Saturday, August 31, 2013
Earth Matters: Land as Material and Metaphor in the Arts of Africa
When: through January 5, 2014
As I write this, it's not even September, but I'm already seeing exhibits that will close in 2014. Partly that's because my schedule has allowed me to see several exhibits per week lately, and partly it's because there don't seem to be as many shows on display that are closing this fall. There are a TON of shows closing in January, however, so it's not as if I lack for things to see.
I haven't been to the African Art Museum in a while - they don't seem to have as many temporary exhibits as the Sackler (which is almost identical in size). I'm not sure why that is, but I wish they offered a few more things I could add to my list to visit. I find I like contemporary African art very much and would enjoy seeing more of it.
This display, which is fairly large, is comprised of works that consider the role of the land in African society. In some pieces this is the actual earth itself, in others it's representations of land, maps for example. In yet others, it's what is contained below the surface of life, buried in the earth. The show focuses on works from 1800 - present.
The first work I noticed was a painting, imagine my surprise. I've noticed that a lot of African art is composed of sculpture, masks, bead work, but you don't often see a lot of painting. This one is a still life called Hottentots Holland: Flora Capensis 2 by Andrew Putter. It reminded me of many still life paintings I've seen over the years in the National Gallery. At first, it's a lovely arrangement of flowers, but the more I looked, the more I saw other images in the floral designs. An interesting piece, and one I was sorry to leave behind.
One thing I noticed about the display is how young many of the artists are; lots of them were born in the 1960s or later. Nice to know that, despite the continent's problems, people are still making art and sharing it with the rest of the world.

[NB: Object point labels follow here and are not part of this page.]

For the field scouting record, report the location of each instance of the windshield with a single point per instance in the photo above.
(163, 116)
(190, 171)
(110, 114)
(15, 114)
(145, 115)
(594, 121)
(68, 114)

Another set of paintings that I liked was Christine Dixie's Even in the Long Descent I-V. This deals with the Cape Frontier Wars, which lasted from 1779-1879. The five works show a family buried in the earth, complete with their dog. The idea, as I interpreted it, is that the life we live today, on the surface of the land, is built on the lives of others, who are now hidden below us. It behooves us not to forget these people, and the circumstances of their lives. Dogs, I found out, are often used as symbols of the underground, as they dig in the earth - something I didn't know before.
Less traditional pieces are represented as well, including a piece by Batoul S'himi. It's a pressure cooker, with a map of the world carved into it. It symbolizes the under-representation of women in world politics and the pressure that exists to change this. One of the last pieces I saw was one by Younes Rahmoun entitled Kemmoussa. It's a series of plastic bags, tied into tiny knots and strung together. I couldn't help but be reminded of the plastic bags I take with me every day when I walk my dogs - these bags have a better fate than the ones I'm using!!
Verdict: Well worth a look if you're at all interested in African art, or in the relationship between people and the land.